As a final point, it also bears noting that the OSR is a shining example (occasional squabbles aside) of what a group of dedicated gamers can do. After all, an official OD&D product hasn’t been produced since the early 90s, but now, if I wanted to run an original D&D game I have a wealth of resources I can turn to for brand new material. I’ve written tons of stuff for Amber games over the years — and while I can’t produce it in any official capacity, I’ve been lucky enough to influence a few GMs with what I’ve done and share with them great ideas for an old game.

So enjoy your gaming, no matter what system you play or when it was published. After all, they never grow old.


7 responses

  1. Amen~

    I think the longer a person is involved in gaming, the greater the chances of being mortified by what ‘gets done to a game’ either through edition changes, or heavy-handed injections of canon loaded with “nevers,” “wonts”, and the like.

    Agreeing to disagree and playing an older version, or a version without the crap injection hurts no one – or ought to hurt no one.

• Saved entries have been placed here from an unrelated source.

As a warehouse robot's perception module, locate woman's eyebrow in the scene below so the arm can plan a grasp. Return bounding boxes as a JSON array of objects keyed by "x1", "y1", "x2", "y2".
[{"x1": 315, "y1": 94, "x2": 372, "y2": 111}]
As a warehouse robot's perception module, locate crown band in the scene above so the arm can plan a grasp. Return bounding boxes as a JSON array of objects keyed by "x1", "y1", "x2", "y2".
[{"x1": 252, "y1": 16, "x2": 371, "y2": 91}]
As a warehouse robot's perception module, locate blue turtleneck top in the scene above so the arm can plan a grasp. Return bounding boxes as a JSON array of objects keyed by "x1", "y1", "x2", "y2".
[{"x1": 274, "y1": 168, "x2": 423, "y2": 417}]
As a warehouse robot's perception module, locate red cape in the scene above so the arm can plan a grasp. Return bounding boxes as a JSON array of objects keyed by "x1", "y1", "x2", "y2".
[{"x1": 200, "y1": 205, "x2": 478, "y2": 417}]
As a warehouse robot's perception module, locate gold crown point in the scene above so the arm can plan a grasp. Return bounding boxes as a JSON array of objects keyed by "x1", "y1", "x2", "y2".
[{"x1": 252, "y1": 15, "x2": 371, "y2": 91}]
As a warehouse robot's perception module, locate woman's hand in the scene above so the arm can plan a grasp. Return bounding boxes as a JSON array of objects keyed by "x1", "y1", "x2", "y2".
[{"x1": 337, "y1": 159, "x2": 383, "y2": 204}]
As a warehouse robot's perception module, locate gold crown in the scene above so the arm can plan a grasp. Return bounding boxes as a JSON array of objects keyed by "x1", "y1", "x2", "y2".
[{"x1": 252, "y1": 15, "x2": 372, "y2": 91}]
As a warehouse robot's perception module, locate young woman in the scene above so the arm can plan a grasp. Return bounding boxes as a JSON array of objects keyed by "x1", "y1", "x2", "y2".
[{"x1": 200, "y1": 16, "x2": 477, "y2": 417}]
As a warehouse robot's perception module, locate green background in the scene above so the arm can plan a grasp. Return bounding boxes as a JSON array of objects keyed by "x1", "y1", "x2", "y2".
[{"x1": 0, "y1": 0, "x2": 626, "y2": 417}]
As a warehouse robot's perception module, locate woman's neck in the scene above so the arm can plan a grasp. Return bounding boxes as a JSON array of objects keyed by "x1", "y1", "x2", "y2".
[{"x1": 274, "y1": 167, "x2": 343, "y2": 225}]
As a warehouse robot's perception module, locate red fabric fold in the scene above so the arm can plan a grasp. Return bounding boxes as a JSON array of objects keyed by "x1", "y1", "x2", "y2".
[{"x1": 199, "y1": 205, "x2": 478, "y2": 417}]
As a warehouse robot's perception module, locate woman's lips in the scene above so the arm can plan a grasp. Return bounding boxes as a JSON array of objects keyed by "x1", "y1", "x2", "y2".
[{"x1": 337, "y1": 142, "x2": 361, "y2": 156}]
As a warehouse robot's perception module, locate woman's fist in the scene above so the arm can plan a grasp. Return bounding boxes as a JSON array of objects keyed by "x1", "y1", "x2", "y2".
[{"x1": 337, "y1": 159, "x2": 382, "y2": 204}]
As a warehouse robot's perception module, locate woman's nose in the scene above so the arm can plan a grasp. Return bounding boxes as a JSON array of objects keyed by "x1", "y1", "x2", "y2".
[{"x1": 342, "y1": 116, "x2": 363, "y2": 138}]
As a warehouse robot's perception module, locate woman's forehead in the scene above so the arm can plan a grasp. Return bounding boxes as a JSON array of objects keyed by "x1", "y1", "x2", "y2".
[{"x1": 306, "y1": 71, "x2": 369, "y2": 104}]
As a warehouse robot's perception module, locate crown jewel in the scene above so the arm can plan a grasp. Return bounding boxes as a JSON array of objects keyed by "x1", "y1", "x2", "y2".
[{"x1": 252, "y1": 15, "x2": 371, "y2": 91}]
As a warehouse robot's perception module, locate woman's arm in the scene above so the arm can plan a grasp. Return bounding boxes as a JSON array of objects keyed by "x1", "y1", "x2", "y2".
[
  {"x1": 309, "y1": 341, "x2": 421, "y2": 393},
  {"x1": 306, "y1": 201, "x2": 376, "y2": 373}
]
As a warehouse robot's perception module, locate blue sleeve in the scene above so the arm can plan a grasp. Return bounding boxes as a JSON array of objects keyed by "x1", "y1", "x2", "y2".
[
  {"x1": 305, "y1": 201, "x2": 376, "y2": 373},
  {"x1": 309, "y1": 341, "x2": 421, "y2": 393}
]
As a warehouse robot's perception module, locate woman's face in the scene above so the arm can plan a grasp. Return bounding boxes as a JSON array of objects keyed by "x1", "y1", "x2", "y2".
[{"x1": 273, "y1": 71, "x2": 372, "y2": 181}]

  2. Well — I guess I wanted to avoid a term like “Crap Injection” but then, I found it so funny that I’m now totally okay with it.

    Kidding aside… That’s basically it. I mean, the technology of PnP games is not your laptop or DDI or how you roll dice and which modifiers you add… it’s your imagination.

  3. Haha~

    You are right, it’s not crap – it’s just misunderstood

  4. I love my old video games – I will still pop in some of my favorite games in order to just experience my favorite story lines again.

    Unfortunately, I have found a couple of games where I will quit in frustration because the mechanics of the game, which in the past were acceptable, are almost unplayable. Example: the Resident Evil games with their pre-rendered backgrounds and awkward movement mechanics or the lack of decent save points.

    However, the mechanic limitations in video games are (usually) caused by technical limitations. I could point out a couple where that was not the case, but that’s not the point – Video games become ‘outdated’ because the technology that they are based on improves. However, like RG said, pen & paper games are only limited by a groups imagination (well, and in most cases, their ability to do math. I suspect a game that uses calculus equations to determine hit points would not take off).

    Anyways, just chiming it to say I agree with this post. As much as I love video games, it’s a lot harder to go back to an old video game than going back to an old pen & paper system.

  5. RPGs can have obnoxiously outdated presentation and antiquated nonsensical game mechanics, just like video games. TSR’s material has both. You’re basically just saying that RPGs are easier to mod than video games, not that they have any intrinsic timelessness.

  6. @JohnMagnum

    Actually, I’m not saying that at all. I’m saying that the “technology” of RPGs doesn’t “age” the way electronic/digital technologies do. An RPG that is poorly written or presented will lose audience — not because of an age issue, but because it was poorly written or presented.

    I tend to disagree (as I suppose my post points out) that games have “antiquated” mechanics. Clearly, if the OSR is any indication, many gamers still quite enjoy the TSR material of older editions of D&D. As far as “nonsensical” I can say the same about just as many current games as I could about older games. And presentation issues are not something the gaming industry has outgrown either. I’ve read quite a few “modern” games that are presented horribly.

    My point was, ultimately, that even without modification I can pick up a game from 1980, or 1990, or 2000, or 2010 and play it now just exactly as I could have when it was new — with no loss of fun. With no feelings of “OMG, do you remember 8-bit?”

  7. cauldronofevil | Reply

    I’m thinking that there are apples and oranges being mixed up here. D&D definitely has “antiquated” mechanics. By definition it has to because it’s the first RPG. Simply because people still enjoy those mechanics through the OSR doesn’t mean that they aren’t outdated. In fact, the OSR exists because those styles of rules aren’t being published anymore. Current D&D is very different from those rules (though not different enough to not be called “antiquated” even with the 5th edition!).